Les moins de 26 ans représentent 49% des personnes recrutées sur les chantiers d’intérêt général qui bénéficient plusparticulièrement au 26-44 ans (48%).
     Parmi les problématiques qui gênent l’insertion professionnelle des gitans, les plus fréquemment rencontrées sont l’illettrisme (95,8% des gitans des chantiers) et des contentieux d’ordre administratif (62,5%). Viennent ensuite des problématiques liées à la famille, la sociabilité, la santé et la mobilité.

      L’après chantier d’intérêtgénéral : pour 30% d’entre eux la démarche chantier ouvre sur un projet emploi, formation ou création d’entreprise. Pour d’autres, la démarche d’insertion se poursuit avant d’arriver à une autonomie sociale et professionnelle.

LES CHANTIERS D’INTÉRÊT GÉNÉRAL
“MÉTIERS DE L’ENVIRONNEMENT”

      
      Les Chantiers d’Intérêt Général “ Métiers de l’environnement “ sont issus de l’initiative conjointe de deux acteurs locaux incontournables en matière de développement local : le GIP Mission Locale du Luberon, du Pays des Sorgues et des Monts de Vaucluse, exerçant une responsabilité première dans la lutte contre l’exclusion sociale et professionnelle, et le Parc Naturel Régional du Luberon, dont le premier dessein est la protection de l’environnement. Il s’agissait au départ d’allier lutte contre les exclusions et protection de l’environnement au sein d’une action unique. S’adressant à des allocataires du RMI et des chômeurs de longue durée, les Chantiers d’Intérêt Général ont pour objectif de faire réaliser à des personnes en grande difficulté d’insertion un travail de restauration, entretien et amélioration des espaces naturels et du patrimoine. C’est ainsi que les CIG interviennent sur la mise en sécurité des sentiers, la restauration des terrasses et murets, les lavoirs, le patrimoine industriel,..etc, autant de domaines répondant à une recherche d’amélioration, de la qualité de vie de la population locale d’une part, d’un meilleur accueil de la population touristique d’autre part, et d’un soutien à l’emploi local.

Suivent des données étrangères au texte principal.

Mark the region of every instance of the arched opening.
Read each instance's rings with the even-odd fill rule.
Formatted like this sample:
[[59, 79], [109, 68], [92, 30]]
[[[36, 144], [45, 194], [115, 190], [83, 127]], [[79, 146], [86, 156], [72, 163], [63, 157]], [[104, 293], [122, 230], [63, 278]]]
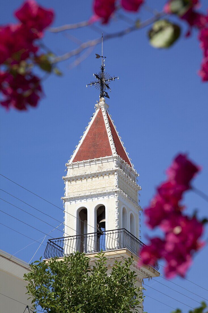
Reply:
[[87, 232], [87, 210], [86, 208], [82, 209], [79, 213], [79, 226], [77, 234], [78, 250], [81, 252], [87, 253], [87, 236], [84, 235]]
[[127, 211], [126, 208], [124, 207], [122, 209], [122, 228], [125, 228], [126, 230], [128, 230], [127, 217]]
[[105, 234], [104, 232], [106, 230], [106, 208], [104, 205], [98, 206], [97, 210], [97, 251], [106, 249]]
[[130, 214], [130, 232], [135, 236], [135, 219], [132, 213]]

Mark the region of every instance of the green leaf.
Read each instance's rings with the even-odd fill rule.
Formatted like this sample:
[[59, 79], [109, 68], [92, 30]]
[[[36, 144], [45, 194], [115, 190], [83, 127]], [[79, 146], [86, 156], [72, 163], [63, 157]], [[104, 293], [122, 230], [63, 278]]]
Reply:
[[48, 73], [51, 72], [52, 65], [51, 63], [48, 54], [41, 54], [35, 58], [35, 61], [42, 69]]
[[170, 4], [170, 9], [174, 14], [181, 16], [193, 5], [191, 0], [172, 0]]
[[157, 21], [148, 33], [150, 44], [155, 48], [168, 48], [178, 38], [181, 29], [166, 20]]

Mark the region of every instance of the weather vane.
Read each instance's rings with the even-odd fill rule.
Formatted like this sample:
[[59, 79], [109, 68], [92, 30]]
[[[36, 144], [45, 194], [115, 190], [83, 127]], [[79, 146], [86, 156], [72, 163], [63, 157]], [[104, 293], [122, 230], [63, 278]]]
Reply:
[[118, 79], [118, 77], [112, 77], [109, 74], [105, 73], [105, 59], [106, 57], [103, 56], [102, 52], [103, 47], [103, 35], [102, 34], [102, 55], [100, 55], [97, 54], [96, 53], [96, 59], [100, 59], [102, 58], [102, 64], [101, 66], [101, 70], [98, 72], [98, 74], [93, 74], [93, 76], [95, 76], [97, 80], [94, 80], [90, 83], [90, 84], [87, 84], [86, 85], [87, 87], [88, 86], [94, 86], [97, 89], [100, 89], [100, 99], [103, 97], [106, 97], [110, 99], [110, 97], [108, 95], [108, 94], [106, 91], [106, 90], [109, 90], [111, 91], [111, 88], [109, 87], [109, 83], [111, 81], [112, 81], [115, 80], [116, 78]]

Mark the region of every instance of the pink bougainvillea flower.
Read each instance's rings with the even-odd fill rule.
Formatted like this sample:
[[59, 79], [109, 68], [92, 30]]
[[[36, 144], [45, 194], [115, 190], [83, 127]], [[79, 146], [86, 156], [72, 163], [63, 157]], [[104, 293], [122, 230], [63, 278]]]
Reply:
[[190, 9], [182, 16], [181, 19], [186, 21], [191, 27], [194, 26], [197, 28], [205, 27], [208, 22], [208, 17], [204, 14], [198, 13]]
[[187, 186], [176, 184], [173, 181], [168, 181], [162, 184], [157, 188], [157, 191], [166, 202], [170, 203], [177, 209], [178, 201], [181, 199], [183, 193], [187, 189]]
[[36, 30], [41, 33], [51, 24], [54, 15], [53, 10], [42, 8], [34, 0], [25, 1], [15, 15], [28, 28]]
[[166, 234], [166, 242], [182, 244], [183, 249], [188, 253], [197, 250], [203, 245], [199, 239], [203, 232], [203, 226], [195, 217], [190, 218], [180, 212], [174, 212], [161, 226]]
[[162, 196], [164, 195], [164, 194], [157, 194], [151, 201], [150, 206], [145, 210], [146, 223], [151, 228], [160, 225], [170, 214], [181, 211], [183, 208], [179, 206], [176, 199], [172, 194], [171, 195], [173, 196], [170, 196], [168, 199], [166, 196], [163, 198]]
[[144, 0], [121, 0], [121, 6], [127, 11], [136, 12], [144, 2]]
[[165, 274], [169, 279], [176, 275], [184, 277], [192, 263], [191, 256], [183, 253], [181, 245], [175, 245], [171, 253], [166, 254], [164, 259], [166, 261]]
[[102, 18], [103, 23], [107, 23], [116, 9], [115, 0], [94, 0], [93, 8], [96, 14]]
[[[30, 52], [38, 50], [28, 31], [21, 24], [0, 28], [0, 64], [8, 59], [21, 61], [27, 58]], [[17, 53], [18, 53], [17, 54]]]
[[169, 181], [188, 189], [191, 180], [200, 169], [199, 167], [188, 159], [186, 155], [179, 154], [167, 169], [166, 173]]
[[203, 81], [208, 81], [208, 59], [205, 59], [201, 66], [201, 69], [199, 71], [199, 74]]
[[200, 240], [202, 223], [195, 217], [184, 215], [184, 207], [180, 203], [183, 193], [191, 188], [191, 180], [200, 170], [186, 155], [178, 155], [166, 171], [167, 180], [157, 188], [156, 195], [145, 210], [147, 225], [152, 228], [159, 226], [164, 236], [162, 239], [150, 239], [141, 253], [141, 261], [155, 265], [158, 259], [162, 259], [166, 262], [165, 273], [168, 278], [176, 275], [184, 277], [193, 254], [204, 244]]
[[200, 46], [203, 50], [204, 56], [208, 57], [208, 27], [200, 30], [199, 39], [201, 41]]
[[7, 109], [14, 107], [19, 110], [26, 110], [30, 105], [37, 106], [42, 94], [39, 78], [32, 74], [2, 75], [4, 80], [0, 88], [4, 99], [1, 101], [2, 105]]
[[150, 241], [149, 245], [143, 248], [140, 256], [143, 264], [154, 266], [164, 254], [165, 242], [159, 238], [153, 238]]

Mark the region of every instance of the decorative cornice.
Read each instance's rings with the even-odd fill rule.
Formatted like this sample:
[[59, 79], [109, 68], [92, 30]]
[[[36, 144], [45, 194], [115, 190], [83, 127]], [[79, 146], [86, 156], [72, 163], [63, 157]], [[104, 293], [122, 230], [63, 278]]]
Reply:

      Parallèlement à ces objectifs de protection de l'environnement, un dispositif d’accompagnement permet aux participants de poursuivre une activité régulière de travail, de construire de nouveaux repères, d’acquérir des qualifications, de résoudre peu à peu leurs difficultés,..en bref, de s’inscrire dans une véritable dynamique de projet d’insertion.

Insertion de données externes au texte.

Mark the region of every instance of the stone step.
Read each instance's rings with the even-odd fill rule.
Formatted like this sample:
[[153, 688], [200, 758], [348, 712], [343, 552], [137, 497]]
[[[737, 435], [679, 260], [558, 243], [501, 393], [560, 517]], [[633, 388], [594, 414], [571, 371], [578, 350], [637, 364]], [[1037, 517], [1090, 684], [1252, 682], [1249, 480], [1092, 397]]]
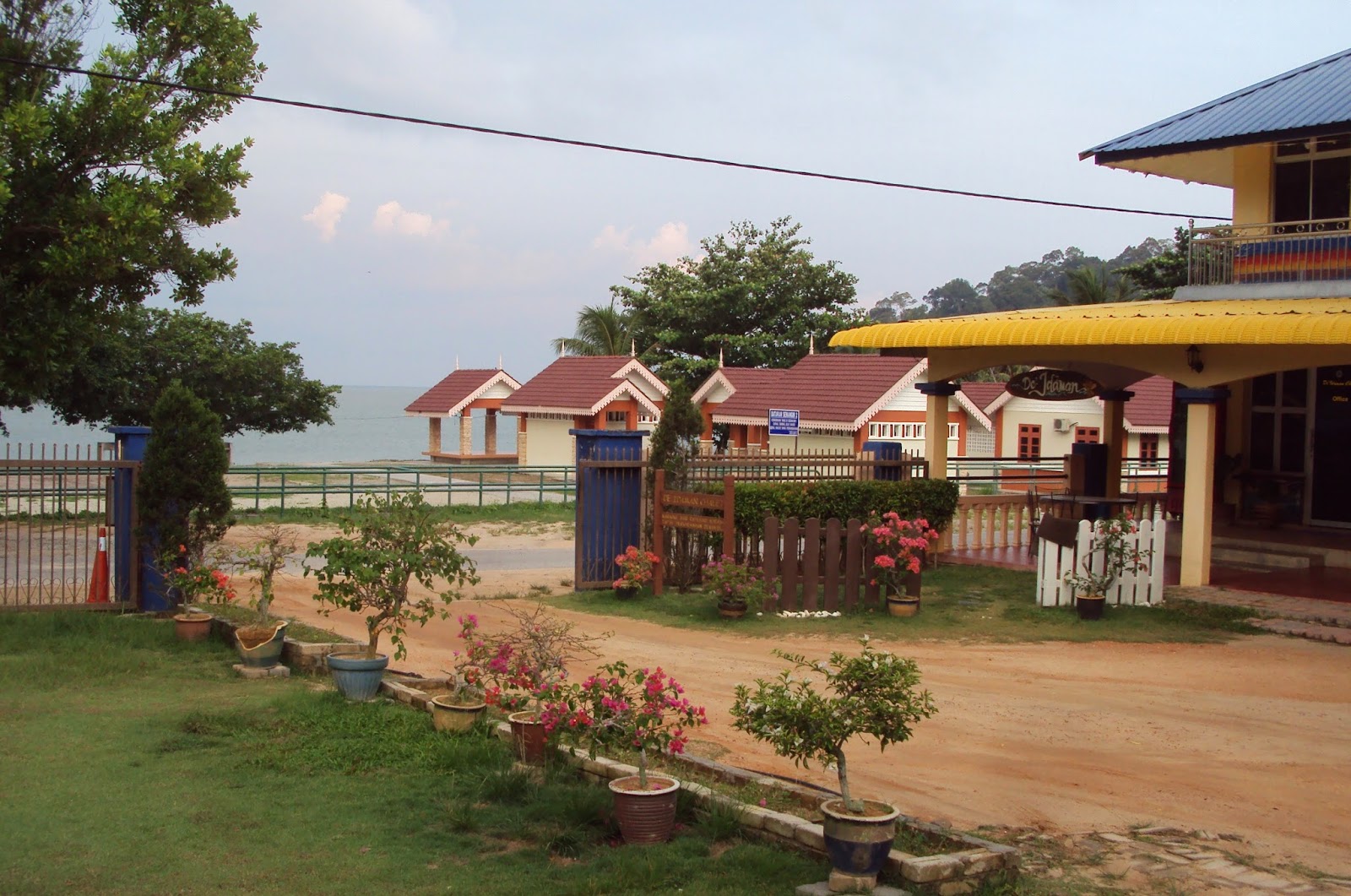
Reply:
[[1210, 562], [1239, 569], [1315, 569], [1323, 566], [1323, 554], [1285, 550], [1254, 550], [1251, 547], [1228, 547], [1215, 545], [1210, 549]]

La formation en entreprise garantit un niveau de compétence plus élevé que dans un centre. Pour les stagiaires, c’est aussi l’occasion de vivre “ l’école au travail “ et nombreux sont ceux qui ont une écoute et un regard nouveau sur l’apprentissage de savoirs plus “ savants “.
Au travers des Chantiers D’intérêt Général “ Métiers de l’environnement “, est mis en place un dispositif visant à donner les
moyens aux participants d’acquérir rapidement les gestes professionnels nécessaires à la réalisation des travaux, mais aussi d’élaborer et réaliser avec eux, et dans un cadre relativement souple, un parcours de formation professionnelle balisé :
- Une évaluation est proposée d’entrée aux participants, afin de valider leurs acquis antérieurs, et de permettre à l’équipe pédagogique de construire pour chaque personne un parcours de formation individualisé.
- Un parcours faisant l’objet d’un contrôle continu en situation de travail, réalisé par un jury d’évaluation mixte.
- Un dispositif inspiré de la pratique professionnelle des participants qui les rends acteurs de leur parcours de formation : il choisissent le rythme de leur progression et leur temps d’évaluation.
      Les équipes des Chantiers utilisent des techniques d’intervention dites “ douces “ soucieuses de ne pas traumatiser le milieu naturel et respectant le cadre de vie des riverains. Les Chantiers interviennent sur des opérations légères, jugées peu solvables, sur lesquelles les entreprises du secteur marchand n’ont pas l’intention de se positionner.